One practical action: publish evergreen content well before anticipated model training refreshes, not reactively. Anthropic's model release announcements typically signal upcoming training updates. Content that has been indexed, cited by multiple sources, and stable for several months before a training update is more likely to make it into model memory than content published and indexed the week before.
Run branded prompts through Claude monthly — "What is [your brand]?" "What does [your brand] do?" "What are [your brand]'s main features?" — and document exactly what Claude says. Discrepancies between Claude's descriptions and your current product are training data gaps. The brand hallucination guide covers the detection and correction process for exactly this pattern.
Claude citation tracking requires separate treatment from ChatGPT and Perplexity because of the two-mode dynamic. The NotionCue Prompt Tracker runs your tracked prompts through Claude with web search enabled weekly, so you can see live-retrieval citation rate. The Citation Tracker monitors what Claude says about your brand in default mode — catching training-data hallucinations before they shape buyer perception at scale. Both matter, but they require different fixes when they diverge.
Frequently Asked Questions
Does blocking ClaudeBot affect whether Claude cites my content?
Blocking ClaudeBot affects training data collection only. Claude-SearchBot handles live web retrieval for queries where Claude's web search tool is activated. You can block ClaudeBot (to exclude content from future training runs) while allowing Claude-SearchBot (to remain citable in web search mode) independently. Both directives can coexist in the same robots.txt file.
Why does Claude sometimes cite my competitor even though my content is more recent?
Claude's source selection in web search mode prioritises evidence quality over recency more aggressively than Perplexity does. A competitor page with more original data, more specific named sources, or more clearly structured evidence may be preferred over a more recent page that is less evidentially grounded. Check what the competitor page is doing differently from yours — named sources, specific statistics, original data, or clearer BLUF structure — and fix the underlying gap rather than just updating the date.

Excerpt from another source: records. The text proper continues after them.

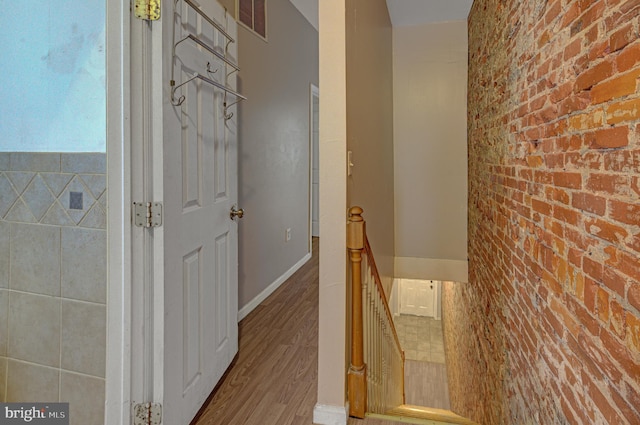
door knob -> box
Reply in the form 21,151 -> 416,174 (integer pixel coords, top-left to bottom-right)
229,205 -> 244,220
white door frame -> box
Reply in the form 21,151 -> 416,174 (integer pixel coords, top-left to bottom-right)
105,0 -> 132,425
309,83 -> 320,248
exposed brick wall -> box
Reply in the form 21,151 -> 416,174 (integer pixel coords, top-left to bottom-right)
445,0 -> 640,424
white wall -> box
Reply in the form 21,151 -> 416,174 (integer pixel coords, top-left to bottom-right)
314,0 -> 347,418
231,0 -> 318,317
393,21 -> 467,282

How long does it take to appear in Claude's training data after publishing new content?
Training cycles vary and Anthropic does not publish exact schedules. Content published several months before a model update has the best chance of inclusion. The more a piece is cited by other sources, the stronger its training data signal. Prioritise getting content cited by authoritative third-party sources — editorial coverage, Reddit upvotes, Wikipedia references — before each anticipated training update rather than trying to time publication to the week of an update.
Is Claude the right first engine to optimise for in a new AEO programme?
No. Claude should come after Perplexity and Google AI Overviews. Perplexity responds fastest to technical and content changes, provides explicit citation data, and signals quickly whether changes are working. Google AI Overviews reaches the largest audience. Claude's value comes from its conservative, high-evidence sourcing pattern — brands that build genuine authority see disproportionate returns, but that authority takes time to build. Start with the faster-feedback engines and build the evidence base that Claude rewards naturally.